قَالَ رَسُولُ اللهِ صَلَّى اللهُ عَلَيْهِ وَسَلَّمَ : أَثْبَتُكُمْ عَلَى الصِّرَاطِ أَشَدُّكُمْ حُبًّا لِأَهْلِ بَيْتِي وَأَصْحَابِي. (الجامع الصغير)
رسول الله أفنديمز ( ﷺ ) بيوردولر : صراط اؤزرنده ( آياغى قايمايب ) أك ثابت اولاننز ، أهل بيتمى و آصحابمى أك جوق سوه ننزدر . "
Peygamber Efendimiz (s.a.v.) buyurdular: “Sırât üzerinde (ayağı kaymayıp) en sâbit olanınız, Ehl-i Beyt’imi ve Ashâb’ımı en çok seveninizdir.”
(Süyûtî, el-Câmiu’s-Sağîr)
Hicrî: 29 Safer 1446 Fazilet Takvim
ASHÂB-I BEDİR: SELEME BİN SELÂME (R.A.)
Ensâr’dan ve Evs kabilesinin Benî Abdüleşhel kolundandır. Seleme (r.a.) Hazretleri, Birinci ve İkinci Akabe bey’atlerinde, Bedir, Uhud ve diğer bütün gazâlarda Fahr-i Âlem sallallâhü aleyhi ve sellem Efendimizin maiyetlerinde bulunmuştur.
Hazret-i Ömer radıyallâhü anh, onu Yemâme valiliğine vazifelendirmiştir. Hicret’in 33. yahut 44. senesinde 74 yaşında iken Medîne-i Münevvere’de vefat etmiştir.
Seleme radıyallâhü anh Hazretleri şöyle anlatmıştır:
Benî Abdüleşhel Mahallesi’nde bir Yahûdî komşumuz vardı. Bir gün akrabalarımızla toplu bir hâlde otururken o da evinden çıkıp yanımıza geldi.
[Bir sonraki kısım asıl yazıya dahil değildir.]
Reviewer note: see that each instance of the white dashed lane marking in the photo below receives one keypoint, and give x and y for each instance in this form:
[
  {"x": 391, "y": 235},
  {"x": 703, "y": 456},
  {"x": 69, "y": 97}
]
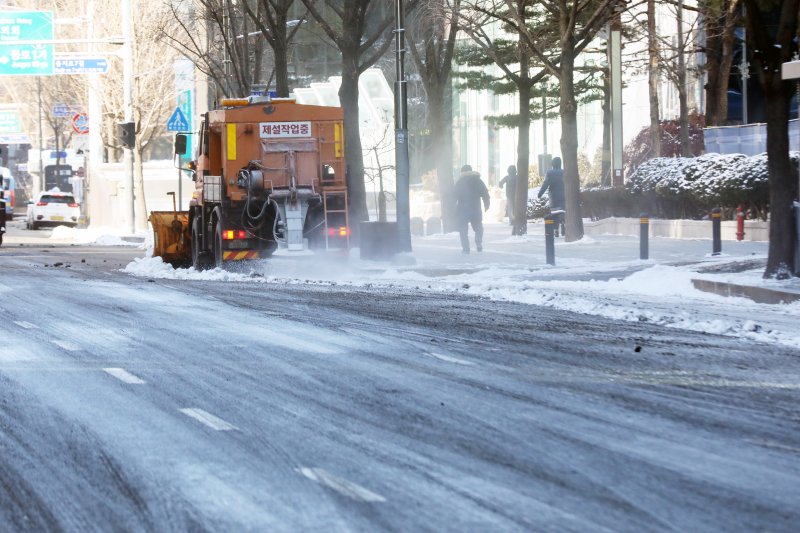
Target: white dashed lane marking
[
  {"x": 448, "y": 359},
  {"x": 70, "y": 347},
  {"x": 208, "y": 419},
  {"x": 124, "y": 376},
  {"x": 340, "y": 485}
]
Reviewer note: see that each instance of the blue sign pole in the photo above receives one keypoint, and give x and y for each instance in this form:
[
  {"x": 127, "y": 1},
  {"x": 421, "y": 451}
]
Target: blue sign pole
[{"x": 26, "y": 59}]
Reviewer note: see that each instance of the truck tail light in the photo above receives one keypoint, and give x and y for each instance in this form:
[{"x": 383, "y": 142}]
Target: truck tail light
[
  {"x": 342, "y": 231},
  {"x": 230, "y": 234}
]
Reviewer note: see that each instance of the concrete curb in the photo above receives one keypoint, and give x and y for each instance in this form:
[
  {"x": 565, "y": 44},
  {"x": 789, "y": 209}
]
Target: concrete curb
[{"x": 760, "y": 295}]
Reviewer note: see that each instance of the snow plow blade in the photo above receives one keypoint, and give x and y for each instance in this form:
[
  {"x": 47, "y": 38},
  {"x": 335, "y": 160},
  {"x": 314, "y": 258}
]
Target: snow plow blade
[{"x": 171, "y": 237}]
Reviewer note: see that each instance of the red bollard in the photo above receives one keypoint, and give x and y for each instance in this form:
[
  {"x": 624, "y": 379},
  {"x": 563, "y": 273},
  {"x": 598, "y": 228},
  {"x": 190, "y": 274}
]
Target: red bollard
[{"x": 739, "y": 223}]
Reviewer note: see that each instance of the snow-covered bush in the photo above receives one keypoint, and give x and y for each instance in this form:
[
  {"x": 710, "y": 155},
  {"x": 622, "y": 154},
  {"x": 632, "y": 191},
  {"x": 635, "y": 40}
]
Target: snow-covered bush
[{"x": 689, "y": 187}]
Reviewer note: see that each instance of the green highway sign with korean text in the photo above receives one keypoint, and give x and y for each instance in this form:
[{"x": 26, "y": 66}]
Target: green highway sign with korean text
[
  {"x": 28, "y": 59},
  {"x": 9, "y": 121}
]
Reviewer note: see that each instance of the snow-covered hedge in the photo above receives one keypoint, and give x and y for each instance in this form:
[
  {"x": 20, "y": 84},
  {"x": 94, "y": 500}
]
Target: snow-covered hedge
[{"x": 688, "y": 187}]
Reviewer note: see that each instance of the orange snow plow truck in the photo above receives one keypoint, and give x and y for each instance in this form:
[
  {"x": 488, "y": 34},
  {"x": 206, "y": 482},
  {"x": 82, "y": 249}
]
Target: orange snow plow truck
[{"x": 269, "y": 175}]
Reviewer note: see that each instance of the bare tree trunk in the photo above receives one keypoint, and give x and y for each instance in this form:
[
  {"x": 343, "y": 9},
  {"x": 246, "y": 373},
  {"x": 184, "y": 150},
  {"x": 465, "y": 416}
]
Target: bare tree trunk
[
  {"x": 348, "y": 97},
  {"x": 783, "y": 186},
  {"x": 653, "y": 79},
  {"x": 726, "y": 60},
  {"x": 138, "y": 191},
  {"x": 569, "y": 144},
  {"x": 440, "y": 119},
  {"x": 683, "y": 105},
  {"x": 605, "y": 165},
  {"x": 523, "y": 143},
  {"x": 775, "y": 49}
]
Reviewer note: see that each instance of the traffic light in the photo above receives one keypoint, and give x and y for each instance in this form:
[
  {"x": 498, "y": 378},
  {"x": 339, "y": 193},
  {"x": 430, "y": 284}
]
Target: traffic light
[{"x": 126, "y": 134}]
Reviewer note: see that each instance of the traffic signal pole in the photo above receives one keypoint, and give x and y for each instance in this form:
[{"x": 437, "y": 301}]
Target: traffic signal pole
[
  {"x": 401, "y": 137},
  {"x": 127, "y": 97}
]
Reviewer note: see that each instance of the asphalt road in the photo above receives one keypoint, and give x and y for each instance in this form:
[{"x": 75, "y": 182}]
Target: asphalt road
[{"x": 165, "y": 405}]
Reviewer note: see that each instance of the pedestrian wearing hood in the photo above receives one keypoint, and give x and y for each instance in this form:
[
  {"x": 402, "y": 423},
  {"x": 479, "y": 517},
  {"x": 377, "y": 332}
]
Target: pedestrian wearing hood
[
  {"x": 510, "y": 181},
  {"x": 469, "y": 192},
  {"x": 554, "y": 182}
]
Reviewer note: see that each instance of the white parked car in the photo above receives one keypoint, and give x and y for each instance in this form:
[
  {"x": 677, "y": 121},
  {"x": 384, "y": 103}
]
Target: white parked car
[{"x": 53, "y": 208}]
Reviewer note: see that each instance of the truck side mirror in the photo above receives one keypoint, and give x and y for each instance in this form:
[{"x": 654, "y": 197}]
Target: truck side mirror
[{"x": 180, "y": 144}]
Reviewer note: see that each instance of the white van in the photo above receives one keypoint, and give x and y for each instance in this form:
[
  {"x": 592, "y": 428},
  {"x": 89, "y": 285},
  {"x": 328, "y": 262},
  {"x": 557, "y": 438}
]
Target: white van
[{"x": 7, "y": 186}]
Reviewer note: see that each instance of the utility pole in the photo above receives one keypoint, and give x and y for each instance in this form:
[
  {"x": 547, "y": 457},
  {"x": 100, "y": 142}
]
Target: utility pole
[
  {"x": 615, "y": 54},
  {"x": 40, "y": 185},
  {"x": 127, "y": 97},
  {"x": 401, "y": 136}
]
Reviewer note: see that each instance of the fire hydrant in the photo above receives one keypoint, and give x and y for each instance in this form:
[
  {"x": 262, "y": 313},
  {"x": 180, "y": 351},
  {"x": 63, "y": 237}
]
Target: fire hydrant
[{"x": 739, "y": 223}]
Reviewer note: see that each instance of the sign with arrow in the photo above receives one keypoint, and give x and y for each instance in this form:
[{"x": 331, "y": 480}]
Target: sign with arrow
[
  {"x": 26, "y": 59},
  {"x": 81, "y": 65},
  {"x": 178, "y": 122},
  {"x": 80, "y": 123}
]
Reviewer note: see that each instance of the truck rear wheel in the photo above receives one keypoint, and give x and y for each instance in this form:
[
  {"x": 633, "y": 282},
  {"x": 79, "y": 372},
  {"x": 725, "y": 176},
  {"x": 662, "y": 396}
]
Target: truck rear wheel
[
  {"x": 200, "y": 258},
  {"x": 218, "y": 256}
]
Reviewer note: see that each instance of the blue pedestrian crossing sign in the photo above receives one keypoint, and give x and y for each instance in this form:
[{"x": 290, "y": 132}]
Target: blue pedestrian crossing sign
[{"x": 177, "y": 122}]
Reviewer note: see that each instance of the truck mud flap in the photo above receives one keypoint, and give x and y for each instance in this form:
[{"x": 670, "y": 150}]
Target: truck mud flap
[{"x": 240, "y": 255}]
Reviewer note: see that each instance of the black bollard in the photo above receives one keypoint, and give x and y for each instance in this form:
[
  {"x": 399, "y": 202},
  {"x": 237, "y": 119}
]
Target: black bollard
[
  {"x": 716, "y": 229},
  {"x": 550, "y": 239},
  {"x": 644, "y": 236}
]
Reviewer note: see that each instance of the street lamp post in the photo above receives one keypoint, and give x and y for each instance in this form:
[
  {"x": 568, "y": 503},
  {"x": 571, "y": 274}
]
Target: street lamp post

Ben oradakilerin yaşı en küçük olanı idim ve bir köşede oturuyordum.
O Yahûdî, öldükten sonra dirilmekten ve kıyamet hâllerinden, Hesap, Mîzân, Cennet ve Cehennem’den bahsetti. Hâlbuki o sırada orada bulunanlar, putlara tapan müşriklerdi. O Yahûdî’ye, “Yazık sana! Anlattıklarının gerçek olduğuna, insanların öldükten sonra tekrar diriltileceklerine ve sonra da Cennet yahut Cehennem’e giderek amellerine göre karşılıklarını alacaklarına mı inanıyorsun?” dediler. O, “Evet” dedi.
“Bu söylediğinin hak olduğuna delilin nedir?” diye sordular, -eliyle Mekke-i Mükerreme tarafını işaret ederek- “İşte şu cihetteki beldeden çıkacak olan bir peygamberdir.” cevabını verdi.
“Onu ne zaman görürüz?” dediler; bana baktı -yaşça en küçükleri olduğumdan- dedi ki: “Eğer şu çocuğun ömrü yeterse ona yetişir.” dedi.
Seleme (r.a.) Hazretleri buyurmuştur ki: Vallâhi çok geçmeden Hazret-i Allah, Resûlullah Efendimiz sallallâhü aleyhi ve sellem’i gönderdi, bizim beldemize hicret etti, hepimiz ona iman ettik. O müjdeyi veren Yahûdî ise, öfkesinden ve hasedinden dolayı iman etmedi. Ona, “Ey falan! Sen, bize bu zâtı müjdelemiyor muydun? Ne oldu da iman etmedin?” dedik, lafı dolandırarak “Öyle, ama benim kastettiğim o değildi.” cevabını verdi.